All Products
Search
Document Center

ApsaraDB for SelectDB:Hive data source

Last Updated:Mar 28, 2026

ApsaraDB for SelectDB supports federated queries against external data sources through catalogs. This topic explains how to connect a Hive cluster to SelectDB using a Hive catalog so you can query Hive data directly without moving it.

Use cases

ScenarioDescription
Query accelerationRun SelectDB's distributed query engine directly against Hive data without ETL.
Data integrationRead Hive data and load it into SelectDB internal tables using INSERT INTO statements.

Supported configurations

DimensionSupported
Hive versionsHive 1, Hive 2, Hive 3
Table typesManaged tables, external tables, some Hive views
Metadata formatsHive, Iceberg, and Hudi metadata stored in a Hive metastore
Access modeRead-only — SelectDB cannot write to external catalogs
Storage backendsHDFS (non-HA and HA), Object Storage Service (OSS)

Prerequisites

Before you begin, make sure that:

Sample environment

The walkthrough in this topic uses the following setup. Substitute your own values wherever these parameters appear.

ParameterValue
High availability (HA) modeNon-HA
Hive cluster storageHDFS
Source databasetest_db
Source tabletest_t

Prepare the source data

  1. Log on to the Hive cluster you want to query.

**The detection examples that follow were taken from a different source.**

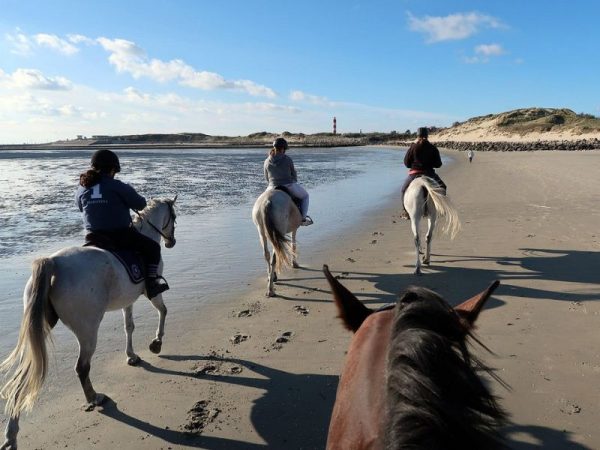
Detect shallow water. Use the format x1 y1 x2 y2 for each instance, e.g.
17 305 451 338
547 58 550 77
0 147 406 357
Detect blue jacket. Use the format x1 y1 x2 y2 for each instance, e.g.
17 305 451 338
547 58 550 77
76 175 146 231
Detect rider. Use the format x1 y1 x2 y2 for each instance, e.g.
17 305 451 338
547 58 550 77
76 150 169 298
264 137 313 226
402 127 446 219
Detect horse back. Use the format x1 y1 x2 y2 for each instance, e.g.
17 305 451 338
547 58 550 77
327 310 394 450
50 247 143 314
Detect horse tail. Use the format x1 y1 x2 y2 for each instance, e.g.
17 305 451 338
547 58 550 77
323 264 373 332
421 177 461 239
265 200 296 272
0 258 54 417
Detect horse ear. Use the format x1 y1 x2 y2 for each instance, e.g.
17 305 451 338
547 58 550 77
454 280 500 328
323 264 373 332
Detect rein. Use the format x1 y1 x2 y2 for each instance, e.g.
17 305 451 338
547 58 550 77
133 205 173 241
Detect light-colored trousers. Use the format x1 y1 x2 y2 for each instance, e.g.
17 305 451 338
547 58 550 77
269 183 308 219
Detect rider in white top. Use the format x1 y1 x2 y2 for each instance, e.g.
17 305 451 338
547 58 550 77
263 138 313 226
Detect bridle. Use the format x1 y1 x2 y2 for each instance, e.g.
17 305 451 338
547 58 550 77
134 200 177 242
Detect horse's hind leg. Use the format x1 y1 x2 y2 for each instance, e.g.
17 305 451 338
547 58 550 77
292 229 300 269
123 305 140 366
75 323 107 411
266 252 277 297
410 214 421 275
148 294 167 353
0 416 19 450
423 216 435 266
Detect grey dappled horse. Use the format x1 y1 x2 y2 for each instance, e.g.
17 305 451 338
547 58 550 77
252 189 302 297
404 176 460 275
0 197 177 450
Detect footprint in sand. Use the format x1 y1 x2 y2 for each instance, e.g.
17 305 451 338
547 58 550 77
182 400 221 435
294 305 309 316
229 333 250 345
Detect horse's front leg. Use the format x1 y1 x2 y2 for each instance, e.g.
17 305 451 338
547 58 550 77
123 305 140 366
423 213 435 266
292 229 300 269
0 416 19 450
75 323 108 411
148 294 167 353
266 250 277 297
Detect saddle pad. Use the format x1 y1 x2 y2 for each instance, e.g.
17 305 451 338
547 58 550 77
83 237 146 284
274 186 301 211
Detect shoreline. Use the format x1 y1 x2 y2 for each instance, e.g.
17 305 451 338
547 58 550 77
4 150 600 450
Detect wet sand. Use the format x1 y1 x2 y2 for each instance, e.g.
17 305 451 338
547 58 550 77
4 151 600 449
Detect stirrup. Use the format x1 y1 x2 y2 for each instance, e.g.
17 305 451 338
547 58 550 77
300 216 314 227
146 275 169 299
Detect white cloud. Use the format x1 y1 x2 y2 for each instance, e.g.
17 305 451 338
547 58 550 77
475 44 506 56
33 33 79 56
290 91 335 106
0 69 72 91
408 12 504 43
67 34 96 45
4 29 33 55
97 37 277 98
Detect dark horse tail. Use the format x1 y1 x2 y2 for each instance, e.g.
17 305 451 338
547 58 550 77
0 258 56 417
264 200 296 272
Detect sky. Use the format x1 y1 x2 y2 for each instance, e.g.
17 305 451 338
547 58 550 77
0 0 600 144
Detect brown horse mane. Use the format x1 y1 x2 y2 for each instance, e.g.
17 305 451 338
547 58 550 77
384 287 507 450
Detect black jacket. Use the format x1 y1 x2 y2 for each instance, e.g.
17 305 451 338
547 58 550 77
404 140 442 172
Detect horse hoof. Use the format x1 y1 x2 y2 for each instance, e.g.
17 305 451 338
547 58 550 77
84 394 108 412
148 339 162 354
0 441 17 450
127 355 141 366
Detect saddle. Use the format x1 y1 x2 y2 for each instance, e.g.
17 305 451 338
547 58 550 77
83 232 146 284
274 186 302 214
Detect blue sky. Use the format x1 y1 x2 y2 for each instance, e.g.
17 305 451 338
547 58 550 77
0 0 600 143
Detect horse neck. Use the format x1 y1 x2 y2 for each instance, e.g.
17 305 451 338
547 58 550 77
386 307 505 449
133 203 164 243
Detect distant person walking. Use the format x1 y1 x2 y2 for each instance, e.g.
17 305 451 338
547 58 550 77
263 138 313 226
401 127 446 220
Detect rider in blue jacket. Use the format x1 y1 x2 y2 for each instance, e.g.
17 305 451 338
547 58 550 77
76 150 169 298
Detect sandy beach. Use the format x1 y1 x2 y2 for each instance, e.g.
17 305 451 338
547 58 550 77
3 151 600 449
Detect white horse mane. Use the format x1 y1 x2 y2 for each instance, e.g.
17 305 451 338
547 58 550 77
133 198 175 224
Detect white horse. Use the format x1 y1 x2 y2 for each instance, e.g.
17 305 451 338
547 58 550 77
252 189 302 297
404 176 460 275
0 197 177 450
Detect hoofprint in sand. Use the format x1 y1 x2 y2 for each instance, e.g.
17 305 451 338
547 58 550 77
3 152 600 449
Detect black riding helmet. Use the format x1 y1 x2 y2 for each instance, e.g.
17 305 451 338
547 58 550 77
91 149 121 172
273 138 288 150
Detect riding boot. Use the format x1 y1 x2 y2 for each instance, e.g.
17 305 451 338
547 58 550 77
146 275 169 299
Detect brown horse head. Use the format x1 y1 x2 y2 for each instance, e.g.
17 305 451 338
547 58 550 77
323 266 506 450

  2. Create a database named test_db.

    CREATE DATABASE IF NOT EXISTS test_db;
  3. Create a table named test_t.

    CREATE TABLE IF NOT EXISTS test_t (
        id   INT,
        name STRING,
        age  INT
    );
  4. Insert sample data.

    INSERT INTO TABLE test_t VALUES
        (1, 'Alice',   25),
        (2, 'Bob',     30),
        (3, 'Charlie', 35),
        (4, 'David',   40),
        (5, 'Eve',     45);

Connect a Hive cluster to SelectDB

Step 1: Connect to an ApsaraDB for SelectDB instance

Connect to your SelectDB instance using a MySQL client. See Connect to an ApsaraDB for SelectDB instance by using a MySQL client.

Step 2: Create a Hive catalog

Create an external catalog that maps to your Hive cluster. SelectDB automatically discovers the databases and tables in the catalog and maps Hive column types to SelectDB types. For the full type mapping table, see Column data type mappings.

Select the configuration that matches your storage backend.

HDFS-based Hive (non-HA)

Use this configuration when your HDFS has a single active NameNode.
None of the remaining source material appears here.